If you are completely new to Caffe, refer the Caffe official page for installation instructions and some tutorials. As we are going to use python interface to Caffe (pycaffe), make sure you install pycaffe as well. All the required instructions are given in the Caffe web site.

Implementation

For this implementation I'm using a pretrained image classification model downloaded from the community in Caffe Model Zoo.

For this example, I will use BVLC reference caffenet model which is trained to classify images into 1000 classes. To download the model, go to the folder where you installed Caffe, e.g. C:\Caffe and run

 ./scripts/download_model_binary.py models/bvlc_reference_caffenet
./data/ilsvrc12/get_ilsvrc_aux.sh

Then let's write the gradCAM.py script

 #load the model
net = caffe.Net('---path to caffe installation folder---/models/bvlc_reference_caffenet/deploy.prototxt',
                '---path to caffe installation folder---/models/bvlc_reference_caffenet/bvlc_reference_caffenet.caffemodel',
                caffe.TEST)

# load input and preprocess it
transformer = caffe.io.Transformer({'data': net.blobs['data'].data.shape})
transformer.set_mean('data', np.load('--path to caffe installation folder--/python/caffe/imagenet/ilsvrc_2012_mean.npy').mean(1).mean(1))
transformer.set_transpose('data', (2,0,1))
transformer.set_channel_swap('data', (2,1,0))
transformer.set_raw_scale('data', 255.0)

#We reshape the image as we classify only one image
net.blobs['data'].reshape(1,3,227,227)

#load the image to the data layer of the model
im = caffe.io.load_image('--path to caffe installation folder--/examples/images/cat.jpg')
net.blobs['data'].data[...] = transformer.preprocess('data', im)

#classify the image
out = net.forward()

#predicted class
print (out['prob'].argmax())

Next we have to calculate the gradient of the predicted class socre w.r.t to the convolution layer of interest. This is the tricky part. Caffe framework provides an inbuilt function

 net.backward()

to calculate gradients of the network. However, if you study the documentation of backward() function you would understand that, this method calculates gradients of loss w.r.t. input layer (or as commonly used in Caffe 'data' layer).

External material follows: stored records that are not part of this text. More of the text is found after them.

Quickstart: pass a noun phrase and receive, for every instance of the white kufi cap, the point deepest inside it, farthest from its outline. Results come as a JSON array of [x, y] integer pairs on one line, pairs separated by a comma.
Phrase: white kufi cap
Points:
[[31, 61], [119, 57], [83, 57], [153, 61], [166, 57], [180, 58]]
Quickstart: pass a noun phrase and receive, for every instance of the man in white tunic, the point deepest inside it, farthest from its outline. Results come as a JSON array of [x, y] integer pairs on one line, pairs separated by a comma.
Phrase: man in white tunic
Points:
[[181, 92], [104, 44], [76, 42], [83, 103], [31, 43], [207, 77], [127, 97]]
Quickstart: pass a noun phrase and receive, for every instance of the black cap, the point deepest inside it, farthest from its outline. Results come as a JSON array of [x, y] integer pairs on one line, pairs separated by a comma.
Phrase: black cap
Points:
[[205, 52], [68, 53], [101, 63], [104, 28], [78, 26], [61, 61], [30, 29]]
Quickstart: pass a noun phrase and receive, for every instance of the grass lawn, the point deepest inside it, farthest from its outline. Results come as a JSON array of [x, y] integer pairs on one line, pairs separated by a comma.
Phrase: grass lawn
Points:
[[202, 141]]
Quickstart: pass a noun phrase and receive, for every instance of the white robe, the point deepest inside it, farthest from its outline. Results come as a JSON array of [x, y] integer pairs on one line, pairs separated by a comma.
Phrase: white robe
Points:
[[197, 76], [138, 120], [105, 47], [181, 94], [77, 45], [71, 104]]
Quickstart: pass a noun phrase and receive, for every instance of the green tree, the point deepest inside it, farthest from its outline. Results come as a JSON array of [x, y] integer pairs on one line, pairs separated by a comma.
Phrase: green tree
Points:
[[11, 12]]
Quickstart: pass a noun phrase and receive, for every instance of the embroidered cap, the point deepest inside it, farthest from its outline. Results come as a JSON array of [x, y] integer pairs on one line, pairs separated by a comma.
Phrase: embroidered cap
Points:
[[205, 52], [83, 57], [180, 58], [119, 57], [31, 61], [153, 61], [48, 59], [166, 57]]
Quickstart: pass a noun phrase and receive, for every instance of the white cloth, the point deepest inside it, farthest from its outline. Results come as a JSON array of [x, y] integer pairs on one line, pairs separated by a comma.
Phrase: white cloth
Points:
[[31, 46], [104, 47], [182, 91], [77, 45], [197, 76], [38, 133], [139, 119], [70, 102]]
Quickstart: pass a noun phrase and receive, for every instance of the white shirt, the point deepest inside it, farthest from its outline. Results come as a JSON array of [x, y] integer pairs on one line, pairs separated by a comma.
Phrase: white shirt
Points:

To implement Grad-CAM we need gradients of the layer just before the softmax layer with respect to a convolution layer, preferably the last convolution layer. To achieve this you have to modify the deploy.prototxt file. You just have to remove the softmax layer and add following line just after the model name.

 force_backward: true

Then by using the following code snippet we can derive Grad-CAM


final_layer = "fc8" #output layer whose gradients are being calculated
image_size = (227,227) #input image size
feature_map_shape = (13, 13) #size of the feature map generated by 'conv5'
layer_name = 'conv5' #convolution layer of interest
category_index = out['fc8'].argmax() #-if you want to get the saliency map of predicted class or else you can get saliency map for any interested class by specifying here

#Make the loss value class specific    
label = np.zeros(input_model.blobs[final_layer].shape)
label[0, category_index] = 1    

imdiff = net.backward(diffs= ['data', layer_name], **{input_model.outputs[0]: label}) 
gradients = imdiff[layer_name] #gradients of the loss value/ predicted class score w.r.t conv5 layer

#Normalizing gradients for better visualization
gradients = gradients/(np.sqrt(np.mean(np.square(gradients)))+1e-5)
gradients = gradients[0,:,:,:]

print("Gradients Calculated")

activations = net.blobs[layer_name].data[0, :, :, :] 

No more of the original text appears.